Last July, the commission, which is now investigating the transaction, reinstated MaryMed’s preapproval status after the arbitrators ruling, allowing the company to work toward winning its final license. Vireo then completed the Maryland purchase in October and the commission granted final licenses a month later, company records show.
In his suit, Schneyer claimed the $3.6 million purchase price for Dorchester by Vireo was far too low. The true value, his lawyer said, was approximately $22 million or more based on various calculations and a separate $30 million sale in Maryland.
Vireo lawyers said the price was fair because MaryMed was not operational and the licenses were in jeopardy. They said Kingsley did talk to Schneyer and offered him options to buy Vireo shares.

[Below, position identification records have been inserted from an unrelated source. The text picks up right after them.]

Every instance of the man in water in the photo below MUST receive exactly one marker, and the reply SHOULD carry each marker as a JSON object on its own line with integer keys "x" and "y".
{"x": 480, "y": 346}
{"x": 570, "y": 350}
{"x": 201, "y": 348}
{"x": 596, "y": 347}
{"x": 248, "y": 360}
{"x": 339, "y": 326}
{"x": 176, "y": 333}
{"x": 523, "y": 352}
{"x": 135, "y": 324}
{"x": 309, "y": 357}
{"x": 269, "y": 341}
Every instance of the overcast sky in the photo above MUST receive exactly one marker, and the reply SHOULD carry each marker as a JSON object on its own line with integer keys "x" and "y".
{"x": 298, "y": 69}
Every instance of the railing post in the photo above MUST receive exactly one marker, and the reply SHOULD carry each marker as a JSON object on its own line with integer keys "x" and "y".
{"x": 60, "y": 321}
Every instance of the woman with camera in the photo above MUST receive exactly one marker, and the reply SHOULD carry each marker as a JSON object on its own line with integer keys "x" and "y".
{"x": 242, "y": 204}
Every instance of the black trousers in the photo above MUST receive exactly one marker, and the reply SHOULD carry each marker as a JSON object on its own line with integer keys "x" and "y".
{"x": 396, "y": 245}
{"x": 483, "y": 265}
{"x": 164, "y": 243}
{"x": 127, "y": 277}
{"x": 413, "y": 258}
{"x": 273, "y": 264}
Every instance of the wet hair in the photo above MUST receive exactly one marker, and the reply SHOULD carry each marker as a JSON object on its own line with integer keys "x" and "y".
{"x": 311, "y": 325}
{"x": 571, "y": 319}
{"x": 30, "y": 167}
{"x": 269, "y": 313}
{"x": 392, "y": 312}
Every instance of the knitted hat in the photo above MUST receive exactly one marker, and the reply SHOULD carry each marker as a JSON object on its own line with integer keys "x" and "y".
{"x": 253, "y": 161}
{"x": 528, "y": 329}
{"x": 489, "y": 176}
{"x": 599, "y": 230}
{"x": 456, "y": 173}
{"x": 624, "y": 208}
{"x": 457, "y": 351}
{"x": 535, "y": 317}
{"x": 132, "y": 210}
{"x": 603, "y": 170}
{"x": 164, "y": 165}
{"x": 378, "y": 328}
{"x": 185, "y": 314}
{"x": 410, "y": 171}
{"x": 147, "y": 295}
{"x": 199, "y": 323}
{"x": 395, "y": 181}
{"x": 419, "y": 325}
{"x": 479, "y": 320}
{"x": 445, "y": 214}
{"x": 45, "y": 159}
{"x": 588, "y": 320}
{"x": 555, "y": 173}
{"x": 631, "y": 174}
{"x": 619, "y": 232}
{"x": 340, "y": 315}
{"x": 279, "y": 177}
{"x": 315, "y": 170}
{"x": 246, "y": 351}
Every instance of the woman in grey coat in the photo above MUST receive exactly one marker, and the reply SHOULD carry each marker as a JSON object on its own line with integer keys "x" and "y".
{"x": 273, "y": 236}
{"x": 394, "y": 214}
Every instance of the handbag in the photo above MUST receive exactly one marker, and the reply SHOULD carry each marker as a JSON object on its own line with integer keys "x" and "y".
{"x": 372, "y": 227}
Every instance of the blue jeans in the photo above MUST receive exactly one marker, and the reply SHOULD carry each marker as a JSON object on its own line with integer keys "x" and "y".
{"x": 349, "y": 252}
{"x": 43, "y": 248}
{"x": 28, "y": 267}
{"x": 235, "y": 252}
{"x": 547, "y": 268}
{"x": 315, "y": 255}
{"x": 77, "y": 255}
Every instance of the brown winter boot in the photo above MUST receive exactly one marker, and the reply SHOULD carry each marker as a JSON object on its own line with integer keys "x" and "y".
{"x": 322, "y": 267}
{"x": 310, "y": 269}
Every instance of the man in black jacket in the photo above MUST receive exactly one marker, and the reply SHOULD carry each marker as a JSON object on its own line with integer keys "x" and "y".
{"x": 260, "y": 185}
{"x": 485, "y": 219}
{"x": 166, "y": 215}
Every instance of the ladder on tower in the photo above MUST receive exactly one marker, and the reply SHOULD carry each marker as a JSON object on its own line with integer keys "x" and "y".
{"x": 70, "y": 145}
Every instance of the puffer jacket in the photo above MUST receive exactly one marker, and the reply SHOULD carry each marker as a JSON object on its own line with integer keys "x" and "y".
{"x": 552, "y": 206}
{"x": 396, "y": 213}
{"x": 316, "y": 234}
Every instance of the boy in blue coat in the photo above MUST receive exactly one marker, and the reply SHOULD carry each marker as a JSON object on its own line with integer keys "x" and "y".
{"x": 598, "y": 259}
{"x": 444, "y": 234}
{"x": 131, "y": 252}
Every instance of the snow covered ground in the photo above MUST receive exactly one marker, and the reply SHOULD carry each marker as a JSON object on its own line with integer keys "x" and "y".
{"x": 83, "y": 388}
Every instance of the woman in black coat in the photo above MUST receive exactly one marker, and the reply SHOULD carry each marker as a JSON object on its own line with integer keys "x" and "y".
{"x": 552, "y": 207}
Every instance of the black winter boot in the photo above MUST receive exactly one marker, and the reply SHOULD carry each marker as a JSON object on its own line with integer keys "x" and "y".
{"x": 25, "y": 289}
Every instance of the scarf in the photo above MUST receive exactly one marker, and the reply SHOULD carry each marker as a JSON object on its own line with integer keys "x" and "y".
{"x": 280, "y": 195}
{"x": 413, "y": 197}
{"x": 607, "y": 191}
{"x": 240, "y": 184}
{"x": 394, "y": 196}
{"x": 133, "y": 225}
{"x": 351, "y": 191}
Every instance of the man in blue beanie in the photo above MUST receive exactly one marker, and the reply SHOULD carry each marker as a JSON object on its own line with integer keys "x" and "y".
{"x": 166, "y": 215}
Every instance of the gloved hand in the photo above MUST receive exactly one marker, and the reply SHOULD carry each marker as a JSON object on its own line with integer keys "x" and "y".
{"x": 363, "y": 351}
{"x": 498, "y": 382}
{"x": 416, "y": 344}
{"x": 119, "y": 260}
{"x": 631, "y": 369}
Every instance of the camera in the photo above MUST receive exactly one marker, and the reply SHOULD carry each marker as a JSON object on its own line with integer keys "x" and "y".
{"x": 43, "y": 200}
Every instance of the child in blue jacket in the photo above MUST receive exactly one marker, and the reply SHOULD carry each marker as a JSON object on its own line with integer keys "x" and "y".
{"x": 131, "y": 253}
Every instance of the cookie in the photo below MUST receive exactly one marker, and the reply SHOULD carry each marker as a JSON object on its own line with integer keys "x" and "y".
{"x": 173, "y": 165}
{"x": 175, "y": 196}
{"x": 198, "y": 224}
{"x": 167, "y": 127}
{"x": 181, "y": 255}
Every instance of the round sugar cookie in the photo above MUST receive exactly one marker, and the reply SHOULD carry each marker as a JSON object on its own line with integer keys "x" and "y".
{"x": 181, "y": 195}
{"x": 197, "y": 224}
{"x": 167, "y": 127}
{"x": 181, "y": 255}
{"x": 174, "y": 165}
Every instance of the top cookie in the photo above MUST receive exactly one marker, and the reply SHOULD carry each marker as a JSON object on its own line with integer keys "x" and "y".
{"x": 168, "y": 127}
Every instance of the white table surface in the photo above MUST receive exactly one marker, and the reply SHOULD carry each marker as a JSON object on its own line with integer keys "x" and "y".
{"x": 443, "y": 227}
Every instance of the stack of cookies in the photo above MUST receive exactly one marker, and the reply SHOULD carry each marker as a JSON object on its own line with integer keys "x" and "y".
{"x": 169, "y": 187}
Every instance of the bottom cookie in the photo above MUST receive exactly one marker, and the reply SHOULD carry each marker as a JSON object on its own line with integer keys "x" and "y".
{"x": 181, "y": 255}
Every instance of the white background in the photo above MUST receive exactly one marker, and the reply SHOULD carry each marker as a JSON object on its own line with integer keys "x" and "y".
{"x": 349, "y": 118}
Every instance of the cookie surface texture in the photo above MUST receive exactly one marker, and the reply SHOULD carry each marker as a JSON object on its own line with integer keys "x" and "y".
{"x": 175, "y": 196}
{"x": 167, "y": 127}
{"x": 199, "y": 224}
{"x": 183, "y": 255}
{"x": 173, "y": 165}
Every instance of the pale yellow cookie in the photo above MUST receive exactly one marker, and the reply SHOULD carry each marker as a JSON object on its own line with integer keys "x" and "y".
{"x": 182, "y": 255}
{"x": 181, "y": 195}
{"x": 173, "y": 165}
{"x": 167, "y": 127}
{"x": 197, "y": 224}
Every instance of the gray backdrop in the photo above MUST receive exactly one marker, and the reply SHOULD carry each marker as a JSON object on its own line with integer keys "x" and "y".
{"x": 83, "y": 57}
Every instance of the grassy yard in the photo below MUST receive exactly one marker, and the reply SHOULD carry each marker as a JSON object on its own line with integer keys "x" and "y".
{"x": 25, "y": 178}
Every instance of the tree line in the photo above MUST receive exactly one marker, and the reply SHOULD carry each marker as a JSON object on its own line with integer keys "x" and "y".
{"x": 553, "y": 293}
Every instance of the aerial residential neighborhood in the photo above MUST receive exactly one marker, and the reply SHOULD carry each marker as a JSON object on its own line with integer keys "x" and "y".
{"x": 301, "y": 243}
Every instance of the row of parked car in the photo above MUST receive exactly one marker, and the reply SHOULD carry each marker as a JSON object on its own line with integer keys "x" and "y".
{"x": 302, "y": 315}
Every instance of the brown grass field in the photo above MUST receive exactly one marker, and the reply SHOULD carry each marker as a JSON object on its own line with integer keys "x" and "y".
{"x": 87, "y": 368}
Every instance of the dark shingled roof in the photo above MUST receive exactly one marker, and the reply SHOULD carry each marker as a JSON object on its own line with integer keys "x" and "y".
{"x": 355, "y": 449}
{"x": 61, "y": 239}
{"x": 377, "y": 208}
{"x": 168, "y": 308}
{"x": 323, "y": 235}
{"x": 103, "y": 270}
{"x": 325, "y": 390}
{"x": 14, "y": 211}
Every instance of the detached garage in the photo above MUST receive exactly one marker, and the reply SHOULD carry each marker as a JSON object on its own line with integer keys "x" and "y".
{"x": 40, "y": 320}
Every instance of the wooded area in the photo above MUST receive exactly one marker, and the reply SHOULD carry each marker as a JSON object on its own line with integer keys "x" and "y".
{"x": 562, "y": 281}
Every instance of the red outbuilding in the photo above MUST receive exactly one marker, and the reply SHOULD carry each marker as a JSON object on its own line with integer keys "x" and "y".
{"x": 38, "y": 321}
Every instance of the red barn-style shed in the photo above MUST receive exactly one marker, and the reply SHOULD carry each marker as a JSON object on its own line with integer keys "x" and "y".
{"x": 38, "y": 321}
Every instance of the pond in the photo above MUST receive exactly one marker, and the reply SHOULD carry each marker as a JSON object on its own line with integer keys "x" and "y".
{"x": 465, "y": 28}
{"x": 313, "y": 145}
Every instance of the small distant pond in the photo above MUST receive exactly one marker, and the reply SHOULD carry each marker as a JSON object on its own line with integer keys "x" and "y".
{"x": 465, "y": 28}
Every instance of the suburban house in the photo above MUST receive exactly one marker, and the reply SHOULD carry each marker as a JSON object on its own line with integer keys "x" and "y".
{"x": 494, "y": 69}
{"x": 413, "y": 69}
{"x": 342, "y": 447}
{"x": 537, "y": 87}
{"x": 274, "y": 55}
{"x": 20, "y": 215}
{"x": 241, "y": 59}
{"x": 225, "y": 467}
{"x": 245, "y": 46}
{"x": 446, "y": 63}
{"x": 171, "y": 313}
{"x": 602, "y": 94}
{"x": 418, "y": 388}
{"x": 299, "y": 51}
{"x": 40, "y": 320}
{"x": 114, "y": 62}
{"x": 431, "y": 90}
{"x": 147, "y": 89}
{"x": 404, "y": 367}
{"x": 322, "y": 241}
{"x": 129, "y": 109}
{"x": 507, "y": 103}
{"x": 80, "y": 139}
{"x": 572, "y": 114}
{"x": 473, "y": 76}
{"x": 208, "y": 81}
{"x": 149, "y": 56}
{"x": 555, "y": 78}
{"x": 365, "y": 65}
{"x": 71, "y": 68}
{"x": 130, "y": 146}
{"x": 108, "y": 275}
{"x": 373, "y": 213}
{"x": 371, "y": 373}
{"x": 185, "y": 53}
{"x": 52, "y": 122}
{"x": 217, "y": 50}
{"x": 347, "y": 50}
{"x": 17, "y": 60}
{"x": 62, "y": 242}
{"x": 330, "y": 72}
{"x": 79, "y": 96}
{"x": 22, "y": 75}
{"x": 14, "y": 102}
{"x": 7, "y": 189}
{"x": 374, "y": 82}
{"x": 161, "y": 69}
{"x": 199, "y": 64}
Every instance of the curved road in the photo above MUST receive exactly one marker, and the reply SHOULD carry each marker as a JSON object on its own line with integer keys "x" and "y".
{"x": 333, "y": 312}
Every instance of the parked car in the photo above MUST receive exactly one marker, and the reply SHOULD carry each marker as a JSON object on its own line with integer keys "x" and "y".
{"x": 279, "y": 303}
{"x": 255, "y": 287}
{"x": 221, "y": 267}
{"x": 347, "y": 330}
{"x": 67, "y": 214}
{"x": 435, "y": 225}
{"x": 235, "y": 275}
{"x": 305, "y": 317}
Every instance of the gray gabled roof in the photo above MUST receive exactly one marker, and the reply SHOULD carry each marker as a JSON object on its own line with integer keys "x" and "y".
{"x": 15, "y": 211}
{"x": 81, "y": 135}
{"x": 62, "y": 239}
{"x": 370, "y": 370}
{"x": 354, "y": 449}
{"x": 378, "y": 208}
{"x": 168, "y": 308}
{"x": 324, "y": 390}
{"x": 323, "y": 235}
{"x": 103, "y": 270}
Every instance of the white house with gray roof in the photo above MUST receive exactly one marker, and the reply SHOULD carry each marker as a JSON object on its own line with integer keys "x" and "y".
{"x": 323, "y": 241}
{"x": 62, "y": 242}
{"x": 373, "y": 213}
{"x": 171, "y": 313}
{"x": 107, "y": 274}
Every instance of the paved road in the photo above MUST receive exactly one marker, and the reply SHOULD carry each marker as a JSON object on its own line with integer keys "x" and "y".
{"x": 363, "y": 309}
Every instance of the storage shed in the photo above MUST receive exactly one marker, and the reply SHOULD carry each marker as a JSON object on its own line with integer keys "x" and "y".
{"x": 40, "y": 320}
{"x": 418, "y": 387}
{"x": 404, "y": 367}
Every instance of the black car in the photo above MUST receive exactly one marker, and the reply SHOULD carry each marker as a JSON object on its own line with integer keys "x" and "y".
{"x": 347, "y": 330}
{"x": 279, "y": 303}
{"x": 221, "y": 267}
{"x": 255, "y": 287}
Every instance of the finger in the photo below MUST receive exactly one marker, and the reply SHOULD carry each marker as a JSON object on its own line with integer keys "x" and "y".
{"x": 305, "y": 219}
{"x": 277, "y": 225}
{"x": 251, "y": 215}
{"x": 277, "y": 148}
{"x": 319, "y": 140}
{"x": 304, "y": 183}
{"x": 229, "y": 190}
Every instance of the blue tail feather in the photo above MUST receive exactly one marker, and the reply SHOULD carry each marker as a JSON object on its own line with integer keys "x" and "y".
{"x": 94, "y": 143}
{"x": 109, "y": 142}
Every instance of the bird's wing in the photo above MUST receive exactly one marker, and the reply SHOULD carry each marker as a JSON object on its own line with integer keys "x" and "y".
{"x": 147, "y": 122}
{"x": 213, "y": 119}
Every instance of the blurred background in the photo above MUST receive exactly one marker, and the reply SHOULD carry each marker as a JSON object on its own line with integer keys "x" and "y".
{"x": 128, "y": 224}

“Dr. Kingsley was not unmindful of Dr. Schneyer’s role here,” a Vireo attorney told the Minnesota judge. “Dr. Schneyer wants money, and he sees the best way to get money is to put a stick in the spokes of” Vireo’s stock sale.
In an interview, Kingsley declined to answer questions about the lawsuit or why the company did not disclose it in its March 19 public filing with Canadian authorities. The mandatory report to potential investors acknowledged a dispute about MaryMed but called the deal fair and “reasonable.” It also stated that no legal action had been filed in court.
Jacob S. Frenkel, a former senior counsel for the U.S. Securities and Exchange Commission, said a lawsuit about an ownership dispute “falls into the category of obligatory disclosure” to investors under both U.S. and Canadian law.
Canadian securities regulators did not respond to a request for comment. A Vireo spokesman said Schneyer’s claims “lack merit” and the company is “satisfied with its disclosures.”
Lawrence said he wants the court to void Verio’s deal for Dorchester/MaryMed. Doing so would benefit all Dorchester investors, not just Schneyer, because Maryland’s market is fully operational and generated $109 million in revenues last year. A new sale could be far more lucrative, he said.
“Is it going to be $3.6 million? I don’t know. Is it going to be $10 million? I don’t know,” Lawrence told the judge. “What about an all-cash transaction at $35 million...? I don’t know the answer to this … What you need to do is just unwind it and see what happens.”